Okay, I want to address some of the remarks we have gotten regarding infertility, adoption, etc... I will preface this by saying that MOST of the people who we surround ourselves with always say the right things, and ALL of them are super supportive of our struggles with infertility and adoption.
I made the mistake a couple months ago of volunteering the information of our adoption to a person I hadn't seen in years. He was a young guy - in his early 20's - who was single, and a pretty nice guy from what I knew of him. He asked what was new in my life, and I said, "We're adopting from the Philippines!!" He looked at me with a look of disdain and said, "Why would you do that?" I was completely speechless for a minute, then I glared at him and shook my head without saying anything. I just had no response. Why would I do what? Provide a loving a warm home for children who I will love dearly?? What a psycho. So that's #1 - don't EVER say that to someone who is adopting. Adoption is a beautiful thing.
Secondly, as a woman who struggled with infertility and is now adopting, that does not mean that I am choosing adoption because I don't want to get pregnant, or I don't think I could get pregnant someday. I had a couple of people say to me, "Hey! You'll get your kids without the awfulness of pregnancy and childbirth". Um... what? I have no response every time I hear this from someone (kind of a pattern with my responses). I would wish for nothing more than to be able to be with my children from the moment they are conceived. I wish no child had to go through the awfulness that most have to go through before they are home with their forever family - the orphanages, abandonment issues, and the list goes on.
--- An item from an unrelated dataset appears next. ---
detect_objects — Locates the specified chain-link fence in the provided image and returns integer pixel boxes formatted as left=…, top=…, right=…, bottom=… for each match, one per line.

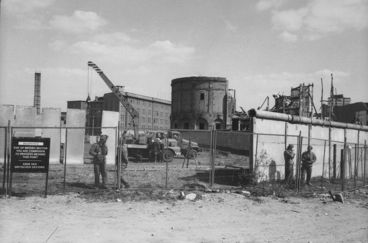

Adoption is NOT easier than pregnancy/childbirth, so I'm not getting the "easy way out" by adopting.
Third, when a person tells you they are adopting, do NOT EVER say, "Oh, so you can't have your own?" THESE children are my own children, whether I give birth to them or not. And for us, adoption isn't a second choice. We always knew we wanted to adopt, we just didn't know it was going to come first for us. If we do get pregnant someday, that will be great!
I also got a comment about 2 weeks ago that I've gained weight since high school (I am wondering who on this planet didn't gain weight 10 years after high school?). As I was poking around on other infertility/adoption blogs, I saw that many other women struggling with the stress of infertility saw their bodies take a hit. I am no exception. From the time we started trying to have children, I have gained 25 pounds, and am up 4 sizes. I had the mindset that I was going to pregnant any day, so why not let myself eat whatever I wanted and pretend I was eating for 2?
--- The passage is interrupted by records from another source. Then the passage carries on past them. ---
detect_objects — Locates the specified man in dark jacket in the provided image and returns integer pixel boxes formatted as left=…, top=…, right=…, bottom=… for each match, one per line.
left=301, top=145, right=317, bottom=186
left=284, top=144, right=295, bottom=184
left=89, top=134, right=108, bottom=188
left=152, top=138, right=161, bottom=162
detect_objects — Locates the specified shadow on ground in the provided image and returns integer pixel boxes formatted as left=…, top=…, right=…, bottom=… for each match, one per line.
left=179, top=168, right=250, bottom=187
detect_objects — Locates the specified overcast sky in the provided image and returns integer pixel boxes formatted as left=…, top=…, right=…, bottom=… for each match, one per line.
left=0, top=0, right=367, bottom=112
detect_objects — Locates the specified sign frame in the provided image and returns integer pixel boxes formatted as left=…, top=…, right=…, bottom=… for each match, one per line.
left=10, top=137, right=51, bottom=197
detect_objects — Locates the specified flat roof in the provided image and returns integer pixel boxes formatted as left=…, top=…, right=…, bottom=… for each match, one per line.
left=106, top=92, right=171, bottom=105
I made a decision in April that I was going to get in shape - no matter WHAT it took. I began running on a regular basis, and *attempting* to watch what I eat. I joined a gym a couple of months ago to lift along with my cardio workout, and am finding working out to be slightly addictive. I feel better, and am generally a happier person when I can workout. My family joined in on this endeavor 11 weeks ago, and we have a Biggest Loser-Carlblom Style competition going on. We all have our goal weights, and an incentive to be the one to lose the most weight each week ($2!!). At the end there is a prize of even more money for whoever loses the highest percentage of weight. I haven't seen a huge change in my body since I started this working out thing, but I'm not giving up! The little changes that I do see are motivation to keep on!! Since I don't get to give birth to my babies (for now), I am going to be one fit momma by the time I get my children.